For the first time, a probable source of ultra-high-energy cosmic rays (UHECRs) has been identified in the sky, says the astrophysicist who reported the discovery at the San Diego meeting of the American Astronomical Society in January. The researcher, Glennys Farrar of New York University, says the identification came following a statistical analysis of data from two cosmic-ray observatories, one in Japan and the other in Utah.
The observatories — Japan’s Akeno Giant Air Shower Array (AGASA) and the National Science Foundation’s High Resolution Fly’s Eye Air Fluorescence Detector (HiRes) in Utah — produced cosmic-ray data that differ in observational method and sensitivity. In addition, each observatory’s set of data, taken singly, was insufficient to indicate a source location. However, Farrar and her HiRes collaborators found a way to analyze both observatories’ records in combination.
Data cluster
They found a group of four ultra-high-energy cosmic-ray events coming from a single direction in the sky. Each event was detected either as a minute streak of light left in the atmosphere or a splat of particles detected on the ground. The chances of these four being coincidentally aligned, they say, are less than 1 in 100. With a source location tentatively pinpointed, Farrar returned to the data, checking lower energies — and found a fifth event detected by HiRes in the same area of sky.
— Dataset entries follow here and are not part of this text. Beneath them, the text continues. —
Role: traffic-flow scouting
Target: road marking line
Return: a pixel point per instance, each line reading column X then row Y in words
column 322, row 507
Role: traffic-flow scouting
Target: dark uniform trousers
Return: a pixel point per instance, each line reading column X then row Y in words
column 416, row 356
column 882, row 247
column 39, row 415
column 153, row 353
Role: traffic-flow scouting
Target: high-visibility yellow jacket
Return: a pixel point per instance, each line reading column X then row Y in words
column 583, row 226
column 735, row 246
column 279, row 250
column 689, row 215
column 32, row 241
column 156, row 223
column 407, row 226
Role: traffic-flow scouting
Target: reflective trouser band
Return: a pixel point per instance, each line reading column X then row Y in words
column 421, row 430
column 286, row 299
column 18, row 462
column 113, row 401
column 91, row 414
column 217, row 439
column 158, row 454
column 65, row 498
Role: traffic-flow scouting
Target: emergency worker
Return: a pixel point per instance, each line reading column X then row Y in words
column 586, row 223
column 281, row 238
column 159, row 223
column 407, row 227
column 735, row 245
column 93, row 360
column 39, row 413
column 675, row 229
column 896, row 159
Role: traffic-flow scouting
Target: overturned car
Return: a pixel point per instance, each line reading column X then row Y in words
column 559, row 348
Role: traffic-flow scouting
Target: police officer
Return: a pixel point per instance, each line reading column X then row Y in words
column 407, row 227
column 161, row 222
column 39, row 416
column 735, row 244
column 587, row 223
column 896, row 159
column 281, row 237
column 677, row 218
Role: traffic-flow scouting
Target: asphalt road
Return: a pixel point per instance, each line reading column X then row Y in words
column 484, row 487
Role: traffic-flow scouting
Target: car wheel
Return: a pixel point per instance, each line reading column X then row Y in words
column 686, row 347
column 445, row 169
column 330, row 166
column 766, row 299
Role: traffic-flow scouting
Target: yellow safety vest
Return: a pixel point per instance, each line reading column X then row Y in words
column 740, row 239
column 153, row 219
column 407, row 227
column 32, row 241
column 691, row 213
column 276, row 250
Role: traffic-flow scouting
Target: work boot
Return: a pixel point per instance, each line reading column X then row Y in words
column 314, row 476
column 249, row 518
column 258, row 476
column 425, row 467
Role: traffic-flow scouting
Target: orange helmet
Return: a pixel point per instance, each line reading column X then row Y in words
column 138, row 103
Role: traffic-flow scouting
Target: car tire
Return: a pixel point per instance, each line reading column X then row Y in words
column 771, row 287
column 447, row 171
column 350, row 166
These five UHECRs arrived over a 10-year span. Their locations fit within a circle about three Full Moons wide, centered on 11h17m right ascension and 57° north declination. This lies near the 2nd-magnitude star Merak (Beta Ursae Majoris) in the bowl of the Big Dipper.
The ultra-high-energy cosmic rays, Farrar says, have much higher energies than ordinary cosmic rays. They are mostly protons, but moving at nearly the speed of light. Each tiny bit of matter packs the kinetic energy of a fast-moving bowling ball. Ultra-high-energy cosmic rays are extremely rare, however, with one hitting a square kilometer (0.4 square mile) on Earth every century on average. Only about 100 such events have ever been detected in the Northern Hemisphere.